The genius of the show is its format. It’s presented as a radio show, which makes Welcome to Night Vale one of those rarest of fictions – a second-person format that works. As a listener, you are presumably within the isolated town of Night Vale, and affected by and involved with everything that happens there. The format lets the story wander between third-person reports of events in the town and first-person commentary by Cecil, the presenter. Although eminently likable, he is an untrustworthy narrator, projecting his emotions and judgments onto whatever he is reporting. It’s fun hearing the monologues of other people in the town and getting completely different perspectives — it’s a good storytelling technique to have people present their own versions of the truth instead of a monolithic narrative agreed to by everybody. The format also allows for repeating segments, such as the existential nihilism of Traffic and the musical tones of the Weather.

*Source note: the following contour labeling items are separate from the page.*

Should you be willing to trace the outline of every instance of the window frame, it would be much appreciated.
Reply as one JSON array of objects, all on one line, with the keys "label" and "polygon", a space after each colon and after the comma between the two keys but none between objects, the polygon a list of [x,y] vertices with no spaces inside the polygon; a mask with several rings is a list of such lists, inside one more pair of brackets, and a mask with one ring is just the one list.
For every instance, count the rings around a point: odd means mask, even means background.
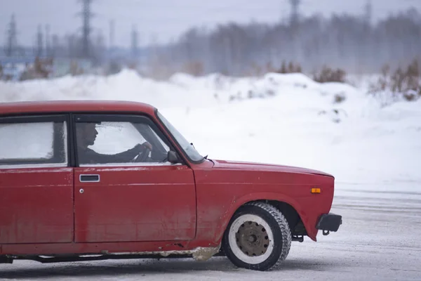
[{"label": "window frame", "polygon": [[107,113],[107,112],[78,112],[72,115],[72,157],[74,159],[74,166],[75,167],[134,167],[134,166],[174,166],[185,165],[186,163],[182,161],[181,163],[176,164],[170,162],[154,163],[154,162],[133,162],[133,163],[109,163],[109,164],[79,164],[77,155],[77,145],[76,140],[76,126],[77,123],[83,122],[128,122],[143,123],[149,126],[154,133],[159,137],[164,143],[169,148],[170,150],[175,151],[180,155],[171,140],[166,137],[165,133],[158,126],[154,120],[146,115],[142,114],[121,114],[121,113]]},{"label": "window frame", "polygon": [[[70,150],[70,138],[69,126],[70,122],[68,115],[67,114],[53,114],[53,115],[12,115],[12,116],[0,116],[0,124],[31,124],[41,122],[52,122],[62,123],[63,124],[63,133],[65,133],[66,139],[64,141],[61,140],[58,135],[54,132],[53,151],[54,156],[55,152],[62,149],[65,152],[65,162],[62,163],[48,163],[46,161],[45,163],[39,163],[39,160],[28,161],[22,159],[19,164],[4,164],[0,162],[0,170],[5,169],[31,169],[31,168],[66,168],[70,166],[71,155]],[[54,126],[54,125],[53,125]],[[53,157],[53,159],[54,159]]]}]

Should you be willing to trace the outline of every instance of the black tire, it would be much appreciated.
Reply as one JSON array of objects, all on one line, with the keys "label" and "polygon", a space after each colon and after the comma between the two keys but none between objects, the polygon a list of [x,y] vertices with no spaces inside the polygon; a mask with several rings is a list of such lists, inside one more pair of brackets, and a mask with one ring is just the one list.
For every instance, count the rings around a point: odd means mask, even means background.
[{"label": "black tire", "polygon": [[242,206],[231,218],[222,246],[235,266],[266,271],[276,269],[286,259],[291,238],[289,225],[281,211],[269,204],[251,202]]}]

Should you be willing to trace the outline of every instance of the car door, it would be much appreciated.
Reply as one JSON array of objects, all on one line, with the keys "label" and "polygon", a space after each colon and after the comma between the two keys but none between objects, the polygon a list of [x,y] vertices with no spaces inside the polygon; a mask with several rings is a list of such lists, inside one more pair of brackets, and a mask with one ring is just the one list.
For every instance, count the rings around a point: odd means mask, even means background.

Night Vale is a Poeish and Lovecraftian place, ruled by hooded figures, terrorised by glow clouds, invaded by cities hidden under the bowling alley, and generally harassed by secret government agencies. Anything that happens in an episode, no matter how throw-away a punch-line or bizarre a revelation, is maintained throughout the show. The Faceless Old Lady Who Lives In Your Home was introduced as a creepy concept, and Hiram McDaniels, a literal five-headed dragon, was a metaphor taken literally, but they ran against each other in the Mayoral election. This is what allows the show to work – from the viciousness of librarians to the completely forbidden nature of the dog park, everything is retained and becomes a normal part of the Night Vale world.
Cecil is the announcer of Night Vale Community Radio, and it is his dulcet tones which make up the majority of the podcast. The fact that his voice is so nice to listen to is a main element of the success of the podcast. The normal manner of reporting the weird phenomenon is a sublime juxtaposition, used to great effect. He also adds the main personal element to the show, particularly through his relationship with his boyfriend, delightfully revealed in wistful digressions, interviews and phone messages. A good argument could be made that the show is love story.
Like any great fiction, a lot of meaning can be read into Welcome to Night Vale. The show satirises pretty much everything, starting with the terrifying nature of our bosses. For politics there is a huge race for mayor, complete with dirty tactics and outright threats, but the votes are ignored and the winner (spoiler alert) is ultimately decided by pulses coming from Hidden Gorge. There are arbitrary rules of society that must be followed, places that are off-limits for no explained reason, constant manipulation by secretive organisations, and the peppy evil of conglomerating corporations.
All in all, Welcome to Night Vale has a peculiar aesthetic that will enchant fans of folk horror and bizarre circuses … but beyond that it is a marvelous story, that is well-constructed and superbly performed. Start from the beginning and enjoy the show. The podcast is free, with the writers and crew earning a living by touring live shows, selling related merchandise, and soliciting donations. There’s also a book out.